I think the key to doing a good job is to pretend like the well-being of the entire universe rides on your performance, and act accordingly. This is why, though most of the US populace (myself included) couldn't give two figs about drug testing, between the hours of 8am and 5pm I act like an absolutely brutal rules nazi.

I hear stories about the stuff collectors let people get away with at other offices, and I'm not having it. Nobody gets in without ID. Nobody signs without reading the form. Nobody slides by under 30 ml, and nobody gets their results before the employer gets them. My job is like an exclusive club; coming here is a privilege, not a right. It's my way or the highway, bub.

This is especially evident when people like Mr. FYM show up. FYM stands for "Free Your Mind"; that's this guy's ideology through and through. Free your mind from reason, logic, and common sense, and you'll be free of responsibility, obligation, and social mores. Because the only way to truly be free is to avoid conformity, whatever the cost.

Mr. FYM shows up and doesn't have ID. He didn't leave it at home, he says; he just doesn't have one. He says he ripped up his social security card too, and threw it away. He says carrying ID means they've got you in the machine, and he wants to remain free. I'm not making this up. He actually said "got you in the machine".


I know this fruit loop was just trying to sneak in under the rules, but the way he went on about it you'd think he was there to be my personal hippie savior. Why, he asked, do I content myself working in the endless world of the 9-to-5 grind? Why do I allow myself to be a tool of society? Why do I refuse to challenge the stuffy rules and regulations that bind me?

All this from someone trying to get a job at some roofing company.

I wasn't interested at all in having a discussion with some random nut. It was eventually understood that if he wanted to get the job, he'd come back tomorrow either with a photo ID or with his would-be supervisor in person so I could talk to him.

If I were to have gotten into a debate with Mr. FYM though, my point would have been something like this: challenging authority just for the sake of challenging authority is stupid.
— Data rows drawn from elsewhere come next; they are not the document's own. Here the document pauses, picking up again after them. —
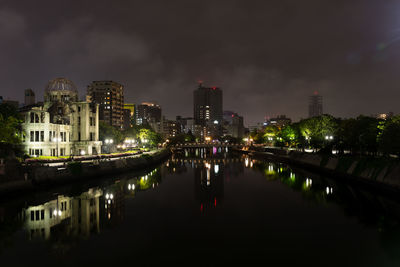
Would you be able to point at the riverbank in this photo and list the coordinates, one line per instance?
(383, 173)
(38, 176)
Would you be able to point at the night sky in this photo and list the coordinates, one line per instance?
(267, 56)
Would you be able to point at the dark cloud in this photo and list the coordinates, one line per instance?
(267, 56)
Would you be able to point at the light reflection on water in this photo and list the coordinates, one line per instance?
(103, 208)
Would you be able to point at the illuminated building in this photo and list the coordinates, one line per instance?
(110, 97)
(315, 105)
(29, 97)
(129, 115)
(207, 105)
(148, 112)
(62, 125)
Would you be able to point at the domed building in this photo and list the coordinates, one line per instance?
(62, 125)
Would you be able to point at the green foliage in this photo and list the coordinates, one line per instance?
(109, 132)
(75, 167)
(182, 138)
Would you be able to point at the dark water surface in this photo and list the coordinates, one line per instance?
(203, 208)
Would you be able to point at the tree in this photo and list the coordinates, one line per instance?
(389, 139)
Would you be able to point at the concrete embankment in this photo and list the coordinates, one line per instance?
(41, 175)
(378, 172)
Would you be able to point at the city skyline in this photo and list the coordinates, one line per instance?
(270, 61)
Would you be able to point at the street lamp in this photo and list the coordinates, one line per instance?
(108, 143)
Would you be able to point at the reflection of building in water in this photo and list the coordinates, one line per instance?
(112, 205)
(86, 213)
(209, 185)
(64, 216)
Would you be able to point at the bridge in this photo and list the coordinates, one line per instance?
(206, 145)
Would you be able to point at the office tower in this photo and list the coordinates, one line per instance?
(315, 105)
(29, 97)
(148, 113)
(110, 97)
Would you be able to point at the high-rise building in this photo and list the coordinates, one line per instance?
(315, 105)
(207, 105)
(110, 96)
(207, 108)
(148, 113)
(29, 97)
(233, 124)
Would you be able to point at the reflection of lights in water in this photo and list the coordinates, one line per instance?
(329, 190)
(216, 168)
(270, 167)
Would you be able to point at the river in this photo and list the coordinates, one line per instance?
(203, 207)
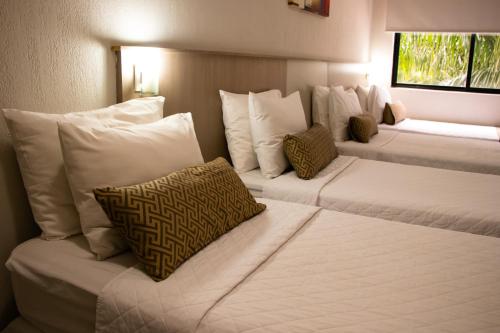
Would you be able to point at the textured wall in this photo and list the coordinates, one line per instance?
(55, 57)
(481, 109)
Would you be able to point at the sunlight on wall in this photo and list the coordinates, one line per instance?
(146, 62)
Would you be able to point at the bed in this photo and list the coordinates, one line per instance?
(447, 199)
(445, 129)
(298, 268)
(472, 155)
(56, 283)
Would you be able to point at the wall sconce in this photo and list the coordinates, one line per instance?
(147, 71)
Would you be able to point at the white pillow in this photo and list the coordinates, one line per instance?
(343, 104)
(377, 98)
(36, 142)
(270, 120)
(362, 93)
(237, 127)
(320, 106)
(98, 157)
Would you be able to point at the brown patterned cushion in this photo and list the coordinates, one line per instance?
(168, 220)
(363, 127)
(310, 151)
(394, 113)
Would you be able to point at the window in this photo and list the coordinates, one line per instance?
(462, 62)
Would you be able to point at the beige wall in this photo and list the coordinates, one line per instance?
(55, 57)
(482, 109)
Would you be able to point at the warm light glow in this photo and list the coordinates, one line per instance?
(146, 62)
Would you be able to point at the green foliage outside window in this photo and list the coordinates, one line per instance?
(442, 60)
(486, 68)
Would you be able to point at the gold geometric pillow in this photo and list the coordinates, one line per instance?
(394, 113)
(310, 151)
(362, 127)
(168, 220)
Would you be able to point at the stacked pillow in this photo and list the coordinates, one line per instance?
(236, 120)
(343, 104)
(255, 127)
(167, 220)
(347, 117)
(270, 120)
(36, 142)
(96, 157)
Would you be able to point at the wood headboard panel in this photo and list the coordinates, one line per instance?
(190, 82)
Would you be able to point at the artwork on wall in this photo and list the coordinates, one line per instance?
(320, 7)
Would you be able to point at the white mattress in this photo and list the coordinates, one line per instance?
(254, 181)
(293, 269)
(447, 199)
(443, 152)
(56, 283)
(446, 129)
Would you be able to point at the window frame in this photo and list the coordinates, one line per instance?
(467, 88)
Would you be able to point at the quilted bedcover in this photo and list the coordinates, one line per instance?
(447, 199)
(297, 269)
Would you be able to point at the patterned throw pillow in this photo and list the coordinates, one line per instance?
(310, 151)
(168, 220)
(394, 113)
(363, 127)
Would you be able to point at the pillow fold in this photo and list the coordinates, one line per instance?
(394, 113)
(36, 142)
(168, 220)
(97, 157)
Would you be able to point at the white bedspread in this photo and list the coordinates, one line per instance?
(447, 199)
(133, 302)
(446, 129)
(336, 273)
(288, 187)
(443, 152)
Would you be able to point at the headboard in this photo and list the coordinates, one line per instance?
(190, 82)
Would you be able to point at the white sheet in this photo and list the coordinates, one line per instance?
(446, 129)
(56, 283)
(133, 302)
(470, 155)
(446, 199)
(334, 273)
(254, 180)
(308, 191)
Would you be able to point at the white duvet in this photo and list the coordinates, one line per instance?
(447, 199)
(445, 129)
(481, 156)
(293, 269)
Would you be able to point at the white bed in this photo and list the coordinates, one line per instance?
(447, 199)
(298, 268)
(472, 155)
(446, 129)
(56, 283)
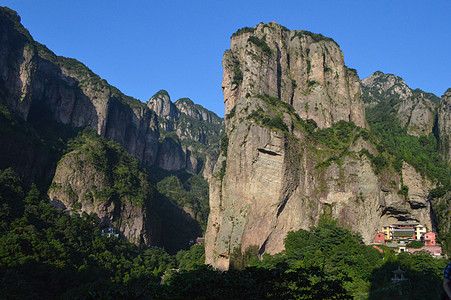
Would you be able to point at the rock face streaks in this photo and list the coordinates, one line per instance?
(444, 126)
(270, 177)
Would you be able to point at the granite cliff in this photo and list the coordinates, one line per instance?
(46, 100)
(297, 147)
(444, 126)
(189, 133)
(415, 109)
(39, 86)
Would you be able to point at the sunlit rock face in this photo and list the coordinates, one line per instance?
(444, 126)
(274, 175)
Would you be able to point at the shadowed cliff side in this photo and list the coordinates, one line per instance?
(297, 147)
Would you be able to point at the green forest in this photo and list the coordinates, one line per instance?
(46, 253)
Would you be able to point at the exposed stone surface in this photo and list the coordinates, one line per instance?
(189, 133)
(444, 126)
(300, 68)
(40, 86)
(77, 182)
(274, 178)
(415, 109)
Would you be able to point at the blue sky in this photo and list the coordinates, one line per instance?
(144, 46)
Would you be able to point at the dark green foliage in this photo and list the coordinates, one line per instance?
(231, 114)
(128, 181)
(421, 152)
(351, 70)
(242, 30)
(256, 283)
(188, 260)
(47, 254)
(189, 191)
(222, 171)
(317, 37)
(160, 93)
(340, 253)
(261, 44)
(415, 244)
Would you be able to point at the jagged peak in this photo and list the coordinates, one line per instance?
(160, 93)
(316, 37)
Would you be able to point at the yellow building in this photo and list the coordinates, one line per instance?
(404, 230)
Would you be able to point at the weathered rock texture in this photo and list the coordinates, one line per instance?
(303, 69)
(79, 185)
(189, 133)
(444, 126)
(415, 109)
(277, 173)
(40, 86)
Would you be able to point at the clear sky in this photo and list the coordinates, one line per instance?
(144, 46)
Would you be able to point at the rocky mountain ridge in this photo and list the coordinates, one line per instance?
(444, 126)
(39, 86)
(293, 151)
(415, 109)
(46, 100)
(192, 129)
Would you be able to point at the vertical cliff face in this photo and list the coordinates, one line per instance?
(94, 178)
(415, 109)
(40, 86)
(444, 126)
(277, 170)
(303, 69)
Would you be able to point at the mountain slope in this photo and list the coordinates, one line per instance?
(414, 109)
(293, 151)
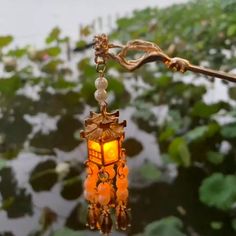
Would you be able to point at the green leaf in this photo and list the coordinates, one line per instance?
(9, 86)
(179, 152)
(20, 52)
(52, 66)
(219, 191)
(215, 158)
(53, 35)
(170, 226)
(233, 223)
(5, 41)
(150, 172)
(231, 31)
(43, 176)
(133, 147)
(67, 232)
(196, 133)
(229, 131)
(53, 51)
(204, 110)
(232, 93)
(3, 163)
(166, 134)
(216, 225)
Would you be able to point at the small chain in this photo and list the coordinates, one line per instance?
(101, 48)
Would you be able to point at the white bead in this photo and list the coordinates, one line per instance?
(100, 95)
(101, 83)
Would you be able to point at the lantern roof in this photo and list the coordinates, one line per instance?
(103, 127)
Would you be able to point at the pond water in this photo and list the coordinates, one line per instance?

The vast majority of the rules we live by as a society are there for perfectly good reasons. Conformity makes my life easier. I couldn't imagine trying to live "outside the system"; I'd probably wind up like Mr. FYM: scraggly, dirty, wearing a shredded denim jacket and paper-thin blue jeans in the middle of January because I can't afford decent clothes, and desperately trying to get a job at a company that traditionally only hires folks who speak no English, and for minimum wage at that. Because I'm "in the system", and because I have a state-issued ID, and because I pay taxes and have a bank account and a Social Security Number and a credit card, I get to live in a nice comfortable apartment watching cartoons all day while drinking gallon after gallon of pre-made pre-sweetened iced tea and eating microwavable junk food, talking to people who live hundreds of miles away via the Internet about "reality" shows where people eat bugs... and all this in what is essentially perfect safety and privacy thanks to a stable government and public services like police and paramedics.
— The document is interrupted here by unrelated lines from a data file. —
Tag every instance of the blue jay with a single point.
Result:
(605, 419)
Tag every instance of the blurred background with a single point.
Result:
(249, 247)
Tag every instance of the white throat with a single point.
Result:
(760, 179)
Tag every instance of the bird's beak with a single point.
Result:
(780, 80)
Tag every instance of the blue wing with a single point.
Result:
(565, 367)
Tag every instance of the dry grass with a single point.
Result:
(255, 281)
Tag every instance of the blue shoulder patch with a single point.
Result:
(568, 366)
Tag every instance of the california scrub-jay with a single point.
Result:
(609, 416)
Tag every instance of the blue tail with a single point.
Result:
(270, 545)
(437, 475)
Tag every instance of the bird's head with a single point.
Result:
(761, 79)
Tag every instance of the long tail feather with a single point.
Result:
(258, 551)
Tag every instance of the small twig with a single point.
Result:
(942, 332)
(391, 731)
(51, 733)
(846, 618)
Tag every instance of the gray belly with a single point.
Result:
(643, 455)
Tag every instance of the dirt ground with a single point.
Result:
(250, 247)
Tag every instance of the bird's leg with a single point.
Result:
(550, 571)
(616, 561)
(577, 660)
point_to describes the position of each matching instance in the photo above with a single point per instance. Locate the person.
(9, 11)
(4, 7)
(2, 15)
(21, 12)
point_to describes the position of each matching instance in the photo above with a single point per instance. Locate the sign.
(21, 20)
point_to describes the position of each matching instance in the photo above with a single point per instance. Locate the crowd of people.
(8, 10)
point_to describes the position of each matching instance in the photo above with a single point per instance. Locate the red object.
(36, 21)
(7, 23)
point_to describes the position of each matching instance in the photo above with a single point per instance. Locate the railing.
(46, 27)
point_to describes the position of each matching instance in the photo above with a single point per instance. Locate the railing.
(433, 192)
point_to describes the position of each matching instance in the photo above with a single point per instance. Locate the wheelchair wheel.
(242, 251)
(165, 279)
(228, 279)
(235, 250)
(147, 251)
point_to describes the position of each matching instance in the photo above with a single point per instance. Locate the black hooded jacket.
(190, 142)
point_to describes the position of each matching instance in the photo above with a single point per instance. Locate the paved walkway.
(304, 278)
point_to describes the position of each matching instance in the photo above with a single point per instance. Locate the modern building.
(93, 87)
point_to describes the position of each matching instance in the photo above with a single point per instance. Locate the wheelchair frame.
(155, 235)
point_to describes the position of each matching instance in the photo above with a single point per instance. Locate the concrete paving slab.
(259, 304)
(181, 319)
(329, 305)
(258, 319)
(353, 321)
There are bad things about our government and there are bad things about our laws. It is our duty as citizens to have the wisdom to see where the bad things are and try to stamp them out. Throwing up your hands, throwing away your ID and adopting a "damn The Man" attitude simply is not an option. The sad reality of it is, for all the enlightenment Mr. FYM probably thinks he has, if he wants to pay his rent (I assume he's homeless, but I suppose we could give him the benefit of the doubt and say he's just crashing on someone's couch) he's going to have to show up at my office tomorrow along with his supervisor just to get the go-ahead from some jerk 20-something kid who plays video games all day to pee in a cup. If that isn't a kick in the head I have no idea what is.

I originally intended to follow this post up, but never did. I can't remember now whether or not Mr. FYM ever came back. Such is the fickle nature of blogging.